Om in aanmerking te komen voor gelijkstelling met een Nederlander moet op grond van artikel 6a, negende lid, OLW zijn voldaan aan twee vereisten, te weten:
1. de opgeëiste persoon verblijft ten minste vijf jaren ononderbroken rechtmatig in Nederland als bedoeld in artikel 8, onder a tot en met e en l, Vreemdelingenwet 2000;
2. ten aanzien van de opgeëiste persoon bestaat de verwachting dat hij niet zijn recht van verblijf in Nederland verliest ten gevolge van de opgelegde straf of maatregel.
Eerste voorwaarde
De rechtbank is met de officier van justitie en de verdediging van oordeel dat de opgeëiste persoon aan de hand van de overgelegde stukken heeft aangetoond dat hij ten minste vijf jaren ononderbroken rechtmatig in Nederland verblijft als bedoeld in artikel 8, onder a tot en met e en l, Vreemdelingenwet 2000 en daarmee een duurzaam verblijfsrecht heeft verworven. Immers uit het dossier blijkt dat de opgeëiste persoon vanaf 22 januari 2015 voortdurend ingeschreven heeft gestaan in het BRP- register en uit de overgelegde inkomens gegevens van de afgelopen 5 jaar blijkt dat hij ruimschoots voldoet aan 50% van de bijstandsnorm.

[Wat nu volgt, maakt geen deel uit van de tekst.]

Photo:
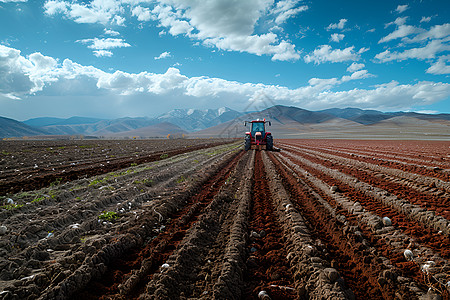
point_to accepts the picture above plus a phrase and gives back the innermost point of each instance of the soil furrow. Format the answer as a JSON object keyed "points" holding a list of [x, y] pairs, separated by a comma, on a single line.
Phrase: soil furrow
{"points": [[146, 261], [266, 265], [45, 177], [388, 241], [405, 185]]}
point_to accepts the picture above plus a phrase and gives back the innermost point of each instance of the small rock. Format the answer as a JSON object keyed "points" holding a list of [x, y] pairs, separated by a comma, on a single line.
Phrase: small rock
{"points": [[3, 229], [387, 221], [332, 274], [408, 255], [334, 189], [264, 296], [74, 226], [254, 235]]}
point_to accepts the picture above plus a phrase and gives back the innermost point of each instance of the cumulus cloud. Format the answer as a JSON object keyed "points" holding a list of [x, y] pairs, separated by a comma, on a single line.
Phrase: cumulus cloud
{"points": [[21, 76], [337, 37], [425, 19], [101, 53], [111, 32], [400, 32], [339, 25], [142, 13], [435, 32], [102, 46], [401, 8], [325, 54], [440, 67], [163, 55], [98, 11], [355, 67], [107, 43], [228, 26], [286, 9]]}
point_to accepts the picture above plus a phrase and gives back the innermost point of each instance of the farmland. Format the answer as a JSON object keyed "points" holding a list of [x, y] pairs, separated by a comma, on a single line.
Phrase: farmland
{"points": [[203, 219]]}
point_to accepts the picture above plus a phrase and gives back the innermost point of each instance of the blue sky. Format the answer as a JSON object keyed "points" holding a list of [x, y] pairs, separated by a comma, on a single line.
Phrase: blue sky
{"points": [[116, 58]]}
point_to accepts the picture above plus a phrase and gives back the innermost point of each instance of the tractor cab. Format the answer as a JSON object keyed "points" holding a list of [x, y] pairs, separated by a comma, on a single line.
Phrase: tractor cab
{"points": [[258, 137]]}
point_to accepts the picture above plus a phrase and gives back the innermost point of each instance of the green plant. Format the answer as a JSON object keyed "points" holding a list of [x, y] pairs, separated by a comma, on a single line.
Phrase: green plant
{"points": [[53, 193], [37, 199], [97, 181], [11, 206], [181, 179], [56, 182], [109, 216]]}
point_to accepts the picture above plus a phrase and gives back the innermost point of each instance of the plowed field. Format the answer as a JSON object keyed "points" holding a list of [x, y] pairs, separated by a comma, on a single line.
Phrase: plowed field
{"points": [[320, 219]]}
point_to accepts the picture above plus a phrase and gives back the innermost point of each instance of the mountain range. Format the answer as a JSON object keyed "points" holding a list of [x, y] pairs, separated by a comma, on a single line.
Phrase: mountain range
{"points": [[287, 122]]}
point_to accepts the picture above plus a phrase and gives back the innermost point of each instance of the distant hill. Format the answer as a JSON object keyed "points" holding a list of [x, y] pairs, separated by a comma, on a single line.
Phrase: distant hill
{"points": [[12, 128], [158, 130], [187, 120], [47, 121], [293, 122], [103, 127], [287, 122]]}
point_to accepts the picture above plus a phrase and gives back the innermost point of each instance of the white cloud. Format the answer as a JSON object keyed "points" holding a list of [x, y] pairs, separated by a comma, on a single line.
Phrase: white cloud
{"points": [[440, 67], [54, 7], [21, 76], [111, 32], [339, 25], [427, 52], [400, 32], [361, 74], [106, 43], [142, 13], [229, 26], [337, 37], [435, 32], [325, 54], [102, 53], [401, 8], [163, 55], [286, 9], [355, 67], [98, 11], [425, 19], [399, 21], [266, 44]]}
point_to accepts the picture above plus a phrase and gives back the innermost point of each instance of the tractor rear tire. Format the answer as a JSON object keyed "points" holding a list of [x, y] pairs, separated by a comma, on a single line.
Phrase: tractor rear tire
{"points": [[247, 143], [269, 143]]}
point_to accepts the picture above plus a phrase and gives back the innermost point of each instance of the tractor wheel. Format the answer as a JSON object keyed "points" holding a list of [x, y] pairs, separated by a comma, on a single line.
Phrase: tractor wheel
{"points": [[269, 143], [247, 143]]}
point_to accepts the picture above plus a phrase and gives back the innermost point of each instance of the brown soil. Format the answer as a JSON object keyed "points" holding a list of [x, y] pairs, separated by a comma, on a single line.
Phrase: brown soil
{"points": [[211, 221]]}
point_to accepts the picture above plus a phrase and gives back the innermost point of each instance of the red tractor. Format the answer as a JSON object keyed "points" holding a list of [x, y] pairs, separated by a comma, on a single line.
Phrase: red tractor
{"points": [[258, 138]]}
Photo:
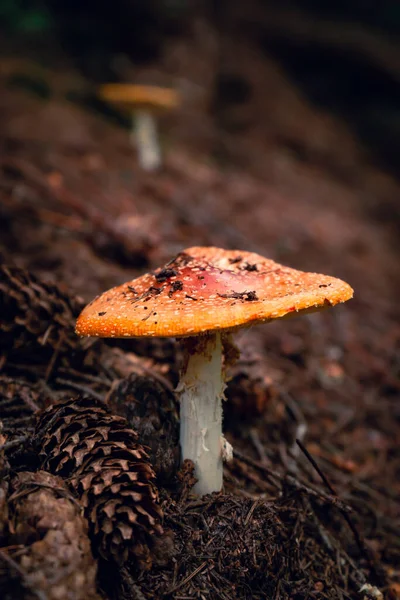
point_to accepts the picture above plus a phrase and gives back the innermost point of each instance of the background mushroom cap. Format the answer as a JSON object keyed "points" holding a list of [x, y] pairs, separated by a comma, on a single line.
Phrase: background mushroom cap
{"points": [[131, 96], [208, 289]]}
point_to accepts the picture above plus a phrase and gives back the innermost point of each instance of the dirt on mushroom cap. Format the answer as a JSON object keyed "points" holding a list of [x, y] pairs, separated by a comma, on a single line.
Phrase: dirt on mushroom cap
{"points": [[208, 289]]}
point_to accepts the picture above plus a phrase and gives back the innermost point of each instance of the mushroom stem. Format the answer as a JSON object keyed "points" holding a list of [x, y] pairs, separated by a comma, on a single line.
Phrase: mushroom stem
{"points": [[144, 134], [201, 390]]}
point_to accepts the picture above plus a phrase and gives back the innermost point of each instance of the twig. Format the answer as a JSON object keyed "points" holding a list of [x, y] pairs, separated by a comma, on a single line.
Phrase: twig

Aan deze voorwaarde is dus voldaan.
Tweede voorwaarde
De tweede voorwaarde voor gelijkstelling met een Nederlander wordt getoetst aan de hand van een verklaring van de Immigratie- en Naturalisatiedienst (IND) over de verwachting of de opgeëiste persoon al dan niet zijn recht van verblijf in Nederland verliest ten gevolge van de opgelegde straf of maatregel. Uit de brief van de IND van 31 maart 2015 volgt dat de opgeëiste persoon als gevolg van zijn veroordeling in Polen zijn verblijfsrecht in Nederland niet zal verliezen. Bij e-mail van 13 juli 2023 heeft de IND laten weten dat er geen aanleiding is om anders te oordelen dan in de brief van 31 maart 2015.
Ook aan deze voorwaarde is voldaan.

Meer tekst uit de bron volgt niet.